Mrs REDMOND: That is an answer which I would only ever expect from the Attorney-General. I have no further questions, just to satisfy the Attorney-General, on clause 37.

Clause passed.

Clauses 38 and 39 passed.


[Sitting extended beyond 18:00 on motion of Hon. M.J. Atkinson]


Clause 40.

Mrs REDMOND: Again I refer to the letter of the Criminal Law Committee of the Law Society at the very top of page 3 where they say—although they use 'effects' instead of 'affects'—

The Hon. M.J. Atkinson: That is indicative of the brain power they have applied to this matter.

Mrs REDMOND: The letter states:

The provision that directly effects the established concept of a fair trial in South Australia is in section 40 requiring that a party must seek the court's permission to ask questions of a protected witness that may lead to the disclosure of the operative's identity or where the operative lives.

They consider that the provisions of clause 40(3) are unduly restrictive. I thought the provisions of clause 40 probably were reasonable but I did have a question in terms of the form of what happens, and I want to run through it quickly to get to a question which is really directed at subclause (4) rather than subclause (3).

Subclause (1) provides that a party can apply for permission to ask a question of a witness that might lead to the disclosure of someone who has been undercover and using an assumed identity. Essentially, they can ask for permission to do that, and they can also apply to the court for an order requiring a witness, including an undercover operative, to answer a question, give evidence or provide information that might lead to the disclosure of the person's undercover identity.

The application under this clause must be heard in the absence of the jury, if there is one. Subclause (3) provides, 'The court may give permission if (and only if) the court is satisfied', and sets out the three things about which it must be satisfied, as follows:

(a) there is evidence that, if accepted, would substantially call into question the operative's credibility; and

(b) it would be impractical to test properly the credibility of the operative without risking the disclosure of, or disclosing, the operative's identity or where the operative lives; and

(c) it is in the interests of justice that the operative's credibility be tested.
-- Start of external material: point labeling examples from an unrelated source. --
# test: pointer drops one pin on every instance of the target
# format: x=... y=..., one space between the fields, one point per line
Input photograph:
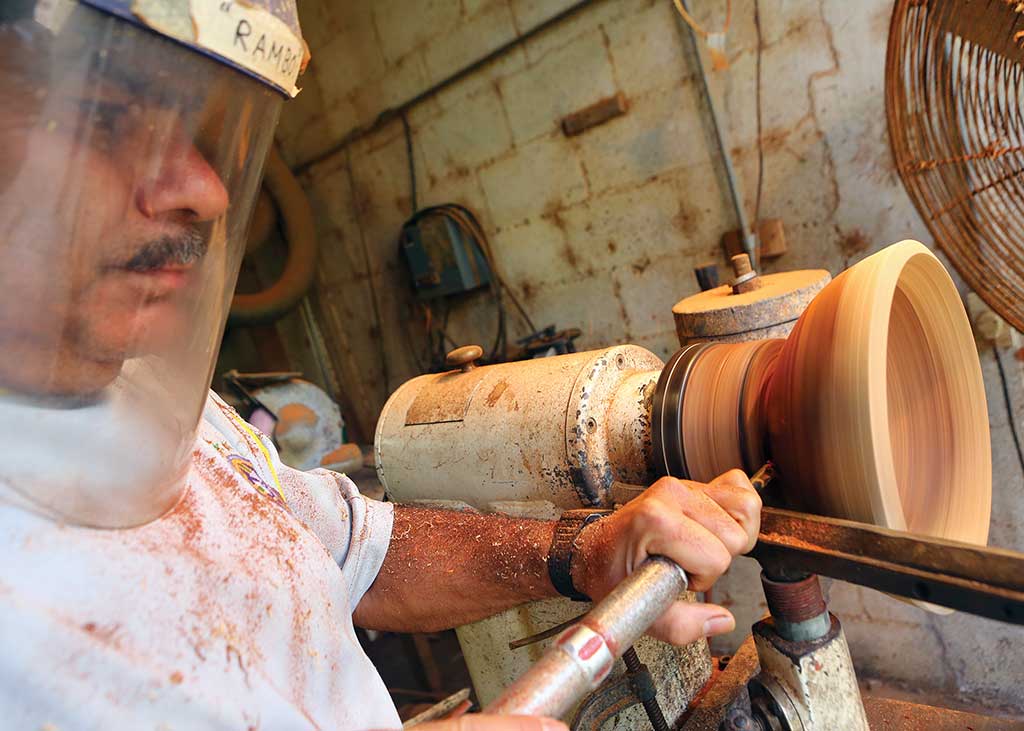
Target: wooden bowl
x=876 y=409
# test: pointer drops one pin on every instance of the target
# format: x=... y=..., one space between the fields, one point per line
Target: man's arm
x=444 y=568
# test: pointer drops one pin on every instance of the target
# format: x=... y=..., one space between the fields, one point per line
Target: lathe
x=865 y=396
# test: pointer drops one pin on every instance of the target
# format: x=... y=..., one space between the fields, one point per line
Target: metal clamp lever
x=584 y=654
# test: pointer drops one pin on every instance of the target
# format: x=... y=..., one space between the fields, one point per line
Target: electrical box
x=442 y=257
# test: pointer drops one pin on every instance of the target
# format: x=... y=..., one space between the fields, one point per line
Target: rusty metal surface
x=794 y=601
x=977 y=579
x=561 y=429
x=725 y=689
x=612 y=697
x=596 y=114
x=953 y=94
x=812 y=684
x=582 y=657
x=888 y=715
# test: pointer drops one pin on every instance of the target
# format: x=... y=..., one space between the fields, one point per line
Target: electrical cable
x=373 y=290
x=1010 y=405
x=761 y=149
x=412 y=162
x=697 y=28
x=468 y=224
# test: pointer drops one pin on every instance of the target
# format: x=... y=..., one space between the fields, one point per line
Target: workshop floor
x=408 y=678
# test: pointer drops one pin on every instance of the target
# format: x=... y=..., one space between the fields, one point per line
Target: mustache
x=183 y=249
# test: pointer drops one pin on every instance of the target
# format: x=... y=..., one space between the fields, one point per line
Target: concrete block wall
x=602 y=230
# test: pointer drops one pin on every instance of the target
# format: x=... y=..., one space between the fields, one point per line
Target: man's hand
x=479 y=722
x=698 y=526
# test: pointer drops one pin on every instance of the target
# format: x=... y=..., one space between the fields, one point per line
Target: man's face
x=105 y=206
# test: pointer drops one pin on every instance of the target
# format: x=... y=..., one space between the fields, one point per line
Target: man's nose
x=184 y=183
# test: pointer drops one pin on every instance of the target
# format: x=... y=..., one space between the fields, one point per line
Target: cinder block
x=531 y=254
x=529 y=13
x=562 y=82
x=648 y=49
x=594 y=18
x=468 y=135
x=470 y=40
x=400 y=83
x=662 y=131
x=340 y=257
x=542 y=176
x=402 y=26
x=487 y=76
x=341 y=119
x=346 y=60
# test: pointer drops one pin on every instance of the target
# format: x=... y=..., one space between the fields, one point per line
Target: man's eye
x=110 y=117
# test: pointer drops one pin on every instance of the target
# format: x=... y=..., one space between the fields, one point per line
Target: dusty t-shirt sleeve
x=355 y=529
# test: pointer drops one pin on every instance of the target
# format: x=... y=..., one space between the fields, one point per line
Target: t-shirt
x=231 y=611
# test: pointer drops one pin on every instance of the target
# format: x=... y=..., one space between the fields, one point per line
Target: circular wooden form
x=720 y=314
x=872 y=410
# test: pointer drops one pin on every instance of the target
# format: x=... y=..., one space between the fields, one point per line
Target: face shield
x=129 y=164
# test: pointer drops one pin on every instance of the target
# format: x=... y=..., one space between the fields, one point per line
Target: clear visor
x=129 y=165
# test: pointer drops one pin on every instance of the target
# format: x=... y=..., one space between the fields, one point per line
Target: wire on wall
x=757 y=97
x=1010 y=405
x=412 y=163
x=370 y=284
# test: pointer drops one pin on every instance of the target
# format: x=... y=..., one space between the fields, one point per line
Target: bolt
x=741 y=264
x=747 y=278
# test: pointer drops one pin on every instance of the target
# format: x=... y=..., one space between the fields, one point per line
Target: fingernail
x=718 y=625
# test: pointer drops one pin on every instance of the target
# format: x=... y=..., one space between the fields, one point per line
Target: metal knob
x=464 y=358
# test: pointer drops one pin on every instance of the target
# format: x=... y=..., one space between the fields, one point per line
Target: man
x=162 y=570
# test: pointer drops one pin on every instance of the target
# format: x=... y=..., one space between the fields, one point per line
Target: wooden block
x=598 y=113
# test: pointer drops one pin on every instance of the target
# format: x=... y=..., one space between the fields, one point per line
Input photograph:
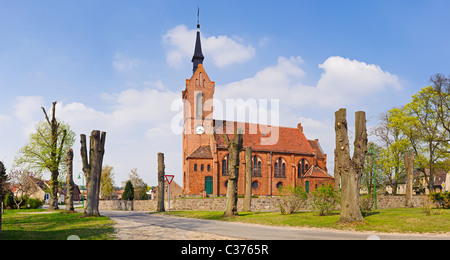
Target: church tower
x=198 y=110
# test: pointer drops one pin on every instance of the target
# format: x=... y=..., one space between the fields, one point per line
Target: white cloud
x=123 y=63
x=26 y=108
x=222 y=50
x=343 y=82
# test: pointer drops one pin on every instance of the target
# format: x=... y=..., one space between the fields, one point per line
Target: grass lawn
x=385 y=220
x=42 y=225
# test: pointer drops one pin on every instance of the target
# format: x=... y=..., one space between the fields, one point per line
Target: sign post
x=169 y=179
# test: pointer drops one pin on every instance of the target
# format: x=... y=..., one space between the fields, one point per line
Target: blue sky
x=117 y=65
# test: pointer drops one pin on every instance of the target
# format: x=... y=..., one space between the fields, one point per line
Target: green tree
x=394 y=144
x=419 y=121
x=292 y=199
x=441 y=85
x=325 y=199
x=107 y=182
x=128 y=193
x=140 y=187
x=44 y=150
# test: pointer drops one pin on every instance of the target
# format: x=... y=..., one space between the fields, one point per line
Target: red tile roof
x=203 y=152
x=289 y=140
x=316 y=172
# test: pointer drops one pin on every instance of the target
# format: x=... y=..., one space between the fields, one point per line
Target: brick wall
x=218 y=204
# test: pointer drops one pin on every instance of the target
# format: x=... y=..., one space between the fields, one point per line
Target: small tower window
x=199 y=105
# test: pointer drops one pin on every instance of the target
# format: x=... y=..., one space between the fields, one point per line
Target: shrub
x=128 y=192
x=441 y=199
x=33 y=203
x=292 y=199
x=325 y=199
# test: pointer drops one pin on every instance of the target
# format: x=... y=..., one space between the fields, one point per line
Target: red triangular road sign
x=169 y=178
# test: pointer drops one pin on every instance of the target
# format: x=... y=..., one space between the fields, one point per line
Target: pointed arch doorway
x=209 y=185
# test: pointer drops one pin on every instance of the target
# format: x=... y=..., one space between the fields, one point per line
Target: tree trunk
x=70 y=185
x=234 y=147
x=161 y=182
x=409 y=165
x=2 y=172
x=350 y=170
x=92 y=168
x=54 y=186
x=248 y=179
x=337 y=174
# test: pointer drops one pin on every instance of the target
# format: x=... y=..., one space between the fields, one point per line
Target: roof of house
x=203 y=152
x=266 y=138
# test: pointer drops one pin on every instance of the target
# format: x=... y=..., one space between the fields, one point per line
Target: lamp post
x=82 y=196
x=371 y=152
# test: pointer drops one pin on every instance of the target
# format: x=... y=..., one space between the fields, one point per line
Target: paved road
x=142 y=225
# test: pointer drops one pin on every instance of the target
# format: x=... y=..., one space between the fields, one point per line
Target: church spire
x=198 y=54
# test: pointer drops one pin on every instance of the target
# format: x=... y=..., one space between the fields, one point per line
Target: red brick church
x=292 y=160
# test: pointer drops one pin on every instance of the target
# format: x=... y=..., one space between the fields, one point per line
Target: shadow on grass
x=54 y=226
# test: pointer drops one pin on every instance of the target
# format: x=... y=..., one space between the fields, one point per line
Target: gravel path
x=134 y=225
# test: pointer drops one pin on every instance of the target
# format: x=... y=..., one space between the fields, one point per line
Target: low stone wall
x=269 y=204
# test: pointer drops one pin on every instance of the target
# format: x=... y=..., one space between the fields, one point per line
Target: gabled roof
x=289 y=140
x=203 y=152
x=316 y=172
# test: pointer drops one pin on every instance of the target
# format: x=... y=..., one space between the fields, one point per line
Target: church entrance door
x=209 y=185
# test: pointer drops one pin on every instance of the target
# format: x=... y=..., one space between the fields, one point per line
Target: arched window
x=225 y=165
x=199 y=105
x=280 y=168
x=302 y=168
x=256 y=166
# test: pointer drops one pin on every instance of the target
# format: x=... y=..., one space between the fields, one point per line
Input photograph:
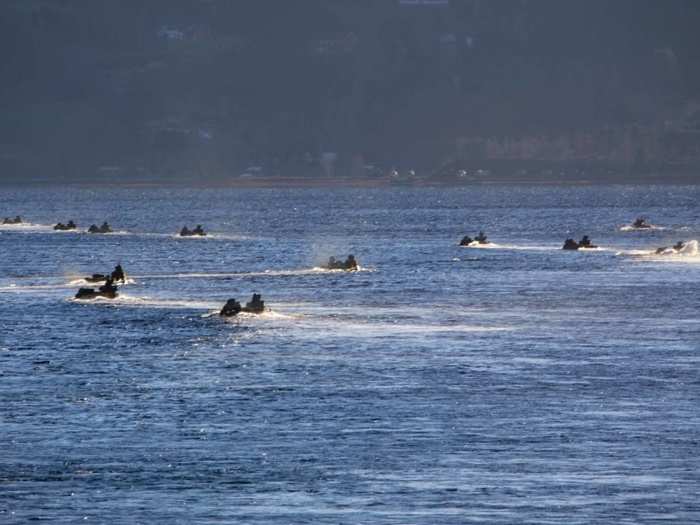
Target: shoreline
x=346 y=182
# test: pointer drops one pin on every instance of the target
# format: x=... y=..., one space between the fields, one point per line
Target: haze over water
x=440 y=384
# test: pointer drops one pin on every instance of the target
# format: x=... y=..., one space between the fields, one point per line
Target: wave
x=527 y=247
x=27 y=226
x=630 y=228
x=690 y=251
x=352 y=328
x=264 y=273
x=82 y=282
x=145 y=301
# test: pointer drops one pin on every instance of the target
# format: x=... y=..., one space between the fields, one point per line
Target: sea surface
x=515 y=383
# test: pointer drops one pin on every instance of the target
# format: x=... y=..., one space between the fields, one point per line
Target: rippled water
x=440 y=384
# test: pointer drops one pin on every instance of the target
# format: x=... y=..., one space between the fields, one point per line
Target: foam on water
x=630 y=228
x=26 y=227
x=689 y=253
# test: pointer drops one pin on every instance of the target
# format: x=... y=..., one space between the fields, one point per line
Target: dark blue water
x=440 y=384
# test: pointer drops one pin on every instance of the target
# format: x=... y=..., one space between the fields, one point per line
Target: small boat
x=641 y=223
x=583 y=244
x=70 y=225
x=348 y=264
x=196 y=232
x=107 y=290
x=478 y=239
x=232 y=307
x=105 y=228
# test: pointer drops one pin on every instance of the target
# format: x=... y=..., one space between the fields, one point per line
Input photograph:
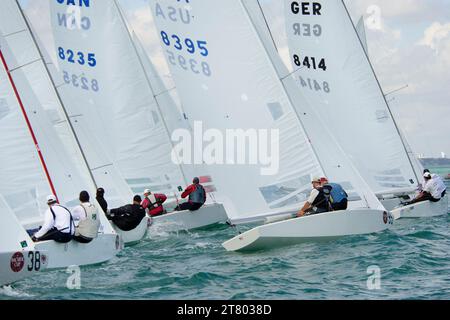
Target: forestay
x=226 y=79
x=51 y=161
x=333 y=72
x=417 y=166
x=111 y=104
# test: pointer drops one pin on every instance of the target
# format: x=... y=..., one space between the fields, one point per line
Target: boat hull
x=321 y=227
x=189 y=220
x=102 y=249
x=15 y=266
x=135 y=235
x=422 y=209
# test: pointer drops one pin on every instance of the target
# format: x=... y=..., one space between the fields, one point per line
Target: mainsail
x=202 y=61
x=35 y=160
x=333 y=72
x=417 y=166
x=110 y=100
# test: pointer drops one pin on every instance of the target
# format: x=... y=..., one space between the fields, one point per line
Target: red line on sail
x=27 y=120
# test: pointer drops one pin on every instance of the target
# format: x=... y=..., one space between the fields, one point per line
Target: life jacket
x=71 y=226
x=199 y=195
x=322 y=201
x=88 y=227
x=337 y=193
x=154 y=207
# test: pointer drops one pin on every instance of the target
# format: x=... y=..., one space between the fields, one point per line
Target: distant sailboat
x=117 y=113
x=332 y=70
x=35 y=160
x=228 y=80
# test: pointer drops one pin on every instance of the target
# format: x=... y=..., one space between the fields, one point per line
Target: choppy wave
x=413 y=260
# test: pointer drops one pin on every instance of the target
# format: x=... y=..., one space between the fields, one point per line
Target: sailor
x=101 y=199
x=338 y=196
x=440 y=184
x=319 y=200
x=128 y=217
x=58 y=223
x=432 y=190
x=89 y=221
x=197 y=197
x=154 y=203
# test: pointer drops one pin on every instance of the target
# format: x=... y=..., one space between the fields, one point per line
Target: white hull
x=422 y=209
x=15 y=266
x=391 y=204
x=321 y=227
x=135 y=235
x=102 y=249
x=188 y=220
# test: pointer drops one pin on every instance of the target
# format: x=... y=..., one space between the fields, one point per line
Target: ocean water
x=413 y=259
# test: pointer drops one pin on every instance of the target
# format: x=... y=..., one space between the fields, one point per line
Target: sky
x=409 y=45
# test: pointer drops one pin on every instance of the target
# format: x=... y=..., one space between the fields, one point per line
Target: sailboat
x=333 y=71
x=18 y=259
x=227 y=87
x=427 y=209
x=35 y=160
x=122 y=122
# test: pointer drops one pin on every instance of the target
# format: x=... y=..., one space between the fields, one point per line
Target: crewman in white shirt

In spite of what the Criminal Law Committee suggests about those provisions being unduly restrictive, I think that they are probably reasonable in terms of the way I anticipate this will operate in practice. Subclause (4) provides, 'Each party to the proceedings must be informed of any proposal by the court to give permission', and so on. It seems to me that, rather than it being the case I had envisaged up to that point, we have a witness identity protection certificate for an assumed identity.

If the defence says that, on the voir dire, it established a basis for saying why it should be able to question the credibility of the witness, and it has satisfied those three paragraphs I read out, I would have thought that at that point there would be a whole lot of discussion about it and that there would be a comprehensive debate within the voir dire about whether that permission should be given.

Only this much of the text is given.